If there were a computer programme created to generate the quintessential Sub Pop band it’s a fair bet that it would come up with something like Obits. The Brooklyn based quartet’s third album Beds & Bugs is a rock record that could only really be released on Sub Pop.
Obits are made up of four men who have quite a history within the realms of US independent rock. Guitarist and vocalist Rick Froberg was previously a member of cult acts Pitchfork, Drive Like Jehu and Hot Snakes while guitarist Sohrab Habibion was part of Washington DC post hardcore band Edsel. In short, their pedigree is vast. Beds & Bugs is another well put together ragged rock album that carries on the thrilling sound of 2009’s I Blame You and 2011’s Moody, Standard And Poor.
If anything, the band sound even more fevered here. Opener Taste The Diff is a rollicking piece of garage rock ushered in by a knowingly hearty laugh by Froberg. It’s a track indicative of the band’s spirit and sense of fun. There is nothing of the tortured rock star here; Obits appear to be having the time of their lives.
The music adheres to the time honoured indie rock principals of propulsive aggression and reckless abandon. Fellow Sub Pop legends Mudhoney are an obvious comparison, particularly on the fittingly named dirty, grimy rocker It’s Sick. There are some diverting moments on the album though that suggests a slightly more experimental side to the band.

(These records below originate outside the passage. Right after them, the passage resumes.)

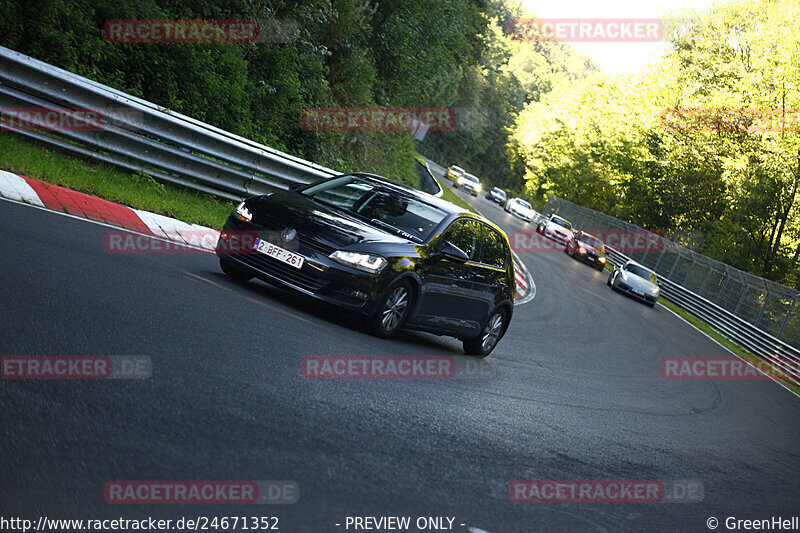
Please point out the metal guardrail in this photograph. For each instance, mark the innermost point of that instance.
(141, 136)
(782, 356)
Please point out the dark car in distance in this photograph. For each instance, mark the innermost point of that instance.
(394, 255)
(587, 248)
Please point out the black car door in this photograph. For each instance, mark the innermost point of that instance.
(453, 293)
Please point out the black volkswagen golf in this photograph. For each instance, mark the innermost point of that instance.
(397, 256)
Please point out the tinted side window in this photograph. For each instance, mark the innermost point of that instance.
(494, 250)
(466, 234)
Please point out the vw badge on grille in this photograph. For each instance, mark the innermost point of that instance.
(289, 234)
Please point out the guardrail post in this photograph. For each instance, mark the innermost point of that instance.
(764, 306)
(724, 286)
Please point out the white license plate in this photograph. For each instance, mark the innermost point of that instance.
(276, 252)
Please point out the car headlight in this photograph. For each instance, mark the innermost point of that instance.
(368, 263)
(242, 213)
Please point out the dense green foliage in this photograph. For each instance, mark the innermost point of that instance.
(531, 117)
(327, 53)
(722, 180)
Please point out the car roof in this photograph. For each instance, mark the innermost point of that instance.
(590, 235)
(444, 205)
(632, 262)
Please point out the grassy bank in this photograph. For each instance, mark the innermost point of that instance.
(134, 190)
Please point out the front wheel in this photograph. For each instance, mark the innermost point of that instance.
(392, 311)
(483, 344)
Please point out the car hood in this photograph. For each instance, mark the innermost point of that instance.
(285, 209)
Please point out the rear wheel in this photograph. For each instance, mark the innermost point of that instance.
(393, 310)
(234, 271)
(483, 344)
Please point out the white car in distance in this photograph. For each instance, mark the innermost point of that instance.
(520, 208)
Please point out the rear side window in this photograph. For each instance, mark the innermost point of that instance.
(494, 250)
(466, 234)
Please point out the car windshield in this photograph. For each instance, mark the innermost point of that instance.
(379, 205)
(642, 272)
(561, 222)
(591, 241)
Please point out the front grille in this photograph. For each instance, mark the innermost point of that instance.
(283, 271)
(317, 246)
(306, 242)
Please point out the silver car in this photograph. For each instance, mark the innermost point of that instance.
(636, 281)
(470, 183)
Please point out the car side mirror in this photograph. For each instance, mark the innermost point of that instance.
(453, 253)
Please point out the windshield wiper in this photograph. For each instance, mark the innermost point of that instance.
(397, 231)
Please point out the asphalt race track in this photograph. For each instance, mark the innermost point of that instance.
(574, 391)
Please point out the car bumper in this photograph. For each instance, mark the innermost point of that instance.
(320, 277)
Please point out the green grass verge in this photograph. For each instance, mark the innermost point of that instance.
(450, 195)
(139, 191)
(727, 343)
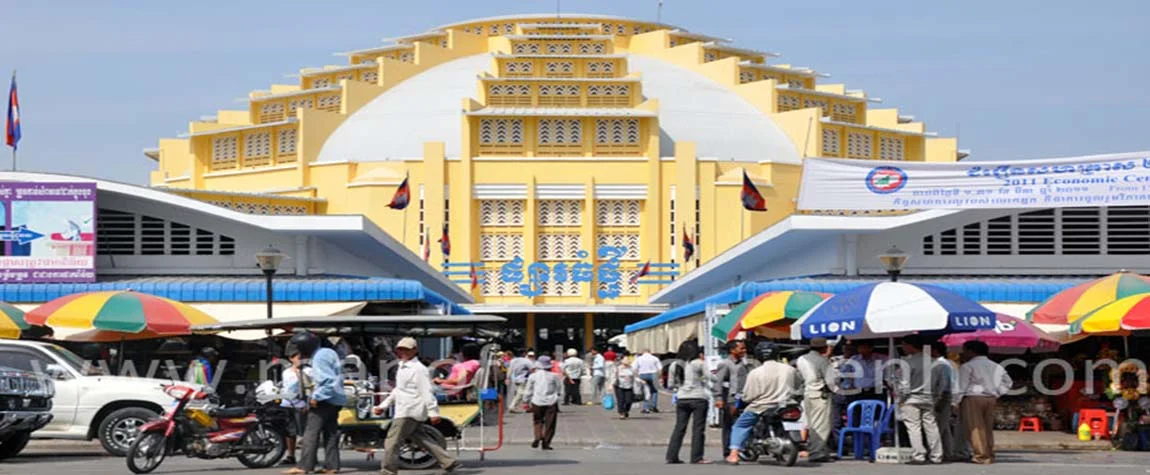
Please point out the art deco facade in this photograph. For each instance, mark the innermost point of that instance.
(542, 138)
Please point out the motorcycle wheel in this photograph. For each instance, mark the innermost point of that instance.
(413, 457)
(267, 437)
(788, 452)
(147, 452)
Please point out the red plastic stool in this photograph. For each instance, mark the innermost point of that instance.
(1097, 420)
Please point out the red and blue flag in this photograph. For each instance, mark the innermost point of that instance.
(12, 132)
(403, 196)
(752, 200)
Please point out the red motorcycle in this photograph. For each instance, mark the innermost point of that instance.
(201, 429)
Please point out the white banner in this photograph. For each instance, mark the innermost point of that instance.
(1113, 179)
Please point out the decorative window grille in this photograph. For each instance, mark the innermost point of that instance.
(818, 102)
(560, 213)
(618, 213)
(788, 102)
(329, 102)
(128, 234)
(559, 246)
(298, 104)
(500, 246)
(890, 148)
(630, 240)
(271, 112)
(830, 142)
(844, 112)
(258, 148)
(285, 144)
(504, 213)
(224, 152)
(858, 145)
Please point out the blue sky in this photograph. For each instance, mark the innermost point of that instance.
(1018, 78)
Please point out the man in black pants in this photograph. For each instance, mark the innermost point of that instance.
(728, 387)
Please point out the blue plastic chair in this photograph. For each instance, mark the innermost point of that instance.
(868, 424)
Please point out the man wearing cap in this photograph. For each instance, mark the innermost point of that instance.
(542, 391)
(414, 404)
(573, 375)
(819, 381)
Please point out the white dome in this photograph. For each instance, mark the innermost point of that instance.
(427, 107)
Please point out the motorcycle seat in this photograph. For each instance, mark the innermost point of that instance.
(229, 412)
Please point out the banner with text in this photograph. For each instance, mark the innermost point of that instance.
(1113, 179)
(48, 232)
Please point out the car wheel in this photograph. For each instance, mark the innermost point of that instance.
(119, 429)
(14, 443)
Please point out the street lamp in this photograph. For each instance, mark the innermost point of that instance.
(894, 260)
(268, 261)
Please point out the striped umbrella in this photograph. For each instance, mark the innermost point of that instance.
(1072, 304)
(120, 311)
(769, 314)
(12, 321)
(1120, 316)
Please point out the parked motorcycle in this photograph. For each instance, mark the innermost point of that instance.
(199, 428)
(771, 436)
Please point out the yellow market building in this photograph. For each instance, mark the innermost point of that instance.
(561, 154)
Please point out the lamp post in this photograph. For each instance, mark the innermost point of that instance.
(894, 260)
(268, 260)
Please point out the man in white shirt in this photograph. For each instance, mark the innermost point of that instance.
(414, 404)
(981, 382)
(597, 376)
(649, 367)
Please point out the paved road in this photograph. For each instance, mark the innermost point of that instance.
(519, 460)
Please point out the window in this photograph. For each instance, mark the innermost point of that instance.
(271, 112)
(614, 213)
(858, 145)
(830, 142)
(329, 102)
(500, 246)
(285, 144)
(257, 148)
(560, 213)
(224, 151)
(501, 213)
(890, 148)
(559, 246)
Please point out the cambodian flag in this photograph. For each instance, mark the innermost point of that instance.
(688, 246)
(403, 196)
(891, 309)
(752, 200)
(643, 273)
(445, 243)
(12, 132)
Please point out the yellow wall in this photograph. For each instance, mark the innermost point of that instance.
(367, 188)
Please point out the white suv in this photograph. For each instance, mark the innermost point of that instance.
(87, 405)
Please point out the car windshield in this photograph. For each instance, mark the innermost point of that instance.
(75, 361)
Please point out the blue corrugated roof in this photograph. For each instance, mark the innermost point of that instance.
(242, 289)
(980, 289)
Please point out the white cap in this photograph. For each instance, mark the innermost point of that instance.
(407, 343)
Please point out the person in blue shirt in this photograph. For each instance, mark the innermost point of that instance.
(324, 401)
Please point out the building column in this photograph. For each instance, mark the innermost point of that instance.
(588, 331)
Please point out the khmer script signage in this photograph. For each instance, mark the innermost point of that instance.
(1113, 179)
(537, 273)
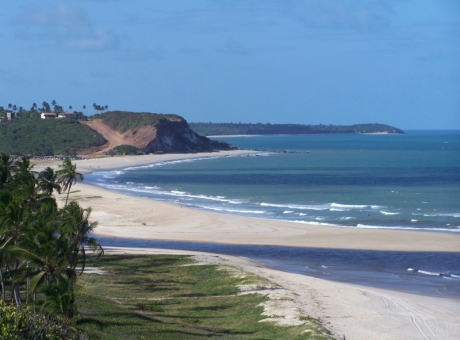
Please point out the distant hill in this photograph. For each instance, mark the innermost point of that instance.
(219, 129)
(152, 132)
(29, 134)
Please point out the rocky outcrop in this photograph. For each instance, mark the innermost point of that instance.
(165, 134)
(176, 136)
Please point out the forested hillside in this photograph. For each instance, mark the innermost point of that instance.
(216, 129)
(29, 134)
(123, 121)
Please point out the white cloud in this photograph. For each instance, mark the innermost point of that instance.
(69, 26)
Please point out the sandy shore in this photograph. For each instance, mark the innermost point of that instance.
(358, 312)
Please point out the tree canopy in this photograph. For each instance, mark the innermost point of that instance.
(42, 246)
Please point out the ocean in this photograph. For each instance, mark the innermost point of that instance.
(409, 181)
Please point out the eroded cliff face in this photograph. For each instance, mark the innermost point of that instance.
(170, 135)
(176, 136)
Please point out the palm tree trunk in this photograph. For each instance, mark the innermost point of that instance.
(2, 284)
(68, 192)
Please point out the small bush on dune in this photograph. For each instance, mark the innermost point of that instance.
(23, 322)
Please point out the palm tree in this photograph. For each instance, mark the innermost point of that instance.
(47, 181)
(76, 230)
(6, 164)
(69, 176)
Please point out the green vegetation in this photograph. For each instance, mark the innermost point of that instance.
(215, 129)
(42, 249)
(123, 121)
(29, 134)
(27, 323)
(165, 297)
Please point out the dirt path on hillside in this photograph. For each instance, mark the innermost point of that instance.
(113, 138)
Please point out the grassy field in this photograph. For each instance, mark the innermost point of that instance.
(167, 297)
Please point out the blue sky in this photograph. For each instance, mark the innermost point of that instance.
(280, 61)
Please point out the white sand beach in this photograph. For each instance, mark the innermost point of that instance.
(355, 311)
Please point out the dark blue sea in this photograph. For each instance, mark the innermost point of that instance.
(409, 181)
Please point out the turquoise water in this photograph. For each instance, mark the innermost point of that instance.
(409, 181)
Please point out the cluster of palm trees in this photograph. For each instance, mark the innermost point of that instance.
(42, 246)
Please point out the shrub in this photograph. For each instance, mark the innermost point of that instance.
(17, 323)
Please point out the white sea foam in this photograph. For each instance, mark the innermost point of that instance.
(348, 206)
(294, 206)
(457, 215)
(388, 213)
(315, 223)
(429, 273)
(364, 226)
(233, 210)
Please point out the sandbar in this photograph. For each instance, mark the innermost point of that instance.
(352, 310)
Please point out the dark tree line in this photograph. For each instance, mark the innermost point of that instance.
(42, 246)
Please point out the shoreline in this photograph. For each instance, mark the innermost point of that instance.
(350, 310)
(359, 312)
(230, 229)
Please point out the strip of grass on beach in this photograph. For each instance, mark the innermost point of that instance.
(167, 297)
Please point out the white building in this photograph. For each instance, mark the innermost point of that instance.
(48, 115)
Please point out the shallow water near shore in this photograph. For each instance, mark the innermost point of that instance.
(426, 273)
(409, 181)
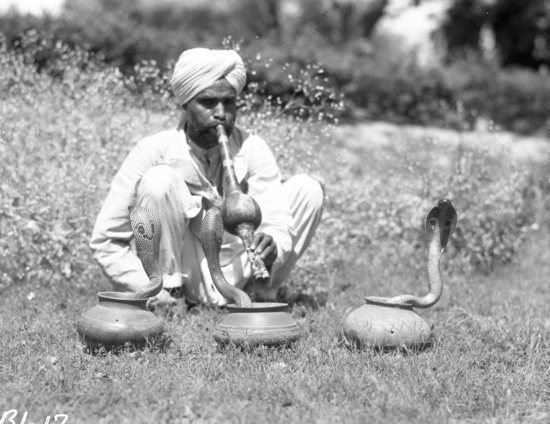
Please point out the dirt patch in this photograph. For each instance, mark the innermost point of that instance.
(367, 135)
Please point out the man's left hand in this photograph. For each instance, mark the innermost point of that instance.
(264, 246)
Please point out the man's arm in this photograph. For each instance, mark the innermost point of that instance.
(112, 232)
(264, 185)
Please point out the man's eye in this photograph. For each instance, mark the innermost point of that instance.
(208, 102)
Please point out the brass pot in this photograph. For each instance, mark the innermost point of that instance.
(268, 324)
(119, 318)
(385, 325)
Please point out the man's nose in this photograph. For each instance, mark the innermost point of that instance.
(219, 111)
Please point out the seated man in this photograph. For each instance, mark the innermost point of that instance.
(179, 173)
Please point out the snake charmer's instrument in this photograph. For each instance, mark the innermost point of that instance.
(247, 323)
(391, 321)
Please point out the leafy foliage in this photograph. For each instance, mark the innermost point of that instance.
(377, 84)
(68, 127)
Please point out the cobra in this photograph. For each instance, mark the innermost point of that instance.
(440, 225)
(211, 236)
(147, 231)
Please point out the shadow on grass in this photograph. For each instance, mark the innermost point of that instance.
(157, 344)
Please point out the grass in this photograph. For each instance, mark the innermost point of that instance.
(61, 142)
(490, 362)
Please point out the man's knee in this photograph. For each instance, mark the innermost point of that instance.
(157, 181)
(311, 190)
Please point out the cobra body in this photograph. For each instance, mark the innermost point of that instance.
(440, 224)
(211, 236)
(147, 231)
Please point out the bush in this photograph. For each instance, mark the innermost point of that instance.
(374, 86)
(65, 134)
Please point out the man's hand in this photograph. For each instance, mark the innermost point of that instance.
(264, 246)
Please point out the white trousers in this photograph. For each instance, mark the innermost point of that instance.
(181, 256)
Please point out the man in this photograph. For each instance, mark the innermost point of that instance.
(179, 174)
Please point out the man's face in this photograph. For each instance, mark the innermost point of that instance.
(213, 106)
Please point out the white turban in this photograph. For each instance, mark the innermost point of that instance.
(197, 69)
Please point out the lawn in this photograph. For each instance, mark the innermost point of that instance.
(61, 142)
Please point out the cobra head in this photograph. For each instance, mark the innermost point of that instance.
(444, 216)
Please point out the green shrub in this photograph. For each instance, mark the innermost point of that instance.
(64, 135)
(375, 86)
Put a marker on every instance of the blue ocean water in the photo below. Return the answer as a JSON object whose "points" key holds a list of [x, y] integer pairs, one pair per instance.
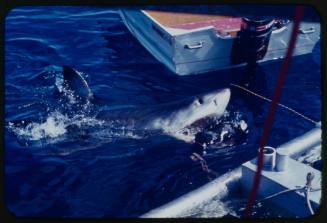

Besetchet is a cover of a song performed by Orchestra Ethiopia released as part of the Ethiopiques series of recordings. In the hands of Obits, it becomes a brilliantly meandering, ominous surfy garage rumble. Elsewhere, Machines takes things in an interesting direction with its claustrophobic atmosphere and meandering eastern guitar lines. While these tracks are welcome diversions, they are very much anomalous amongst the fevered rockers that dominate. That’s OK though; Obits are very good at what they do.
Froberg’s frenetic, jittery yelps and squeals suggest that he is wired in to Obit’s energised racket. The band are a good match for his hyperactive persona. When everything comes together, it works wonderfully as on the garage groove of Malpractice. When the pace drops slightly, as on the forgettable Receptor, the formula is less successful. The album’s relative drop in quality towards the second half is a minor quibble though. Obits have long since made their point.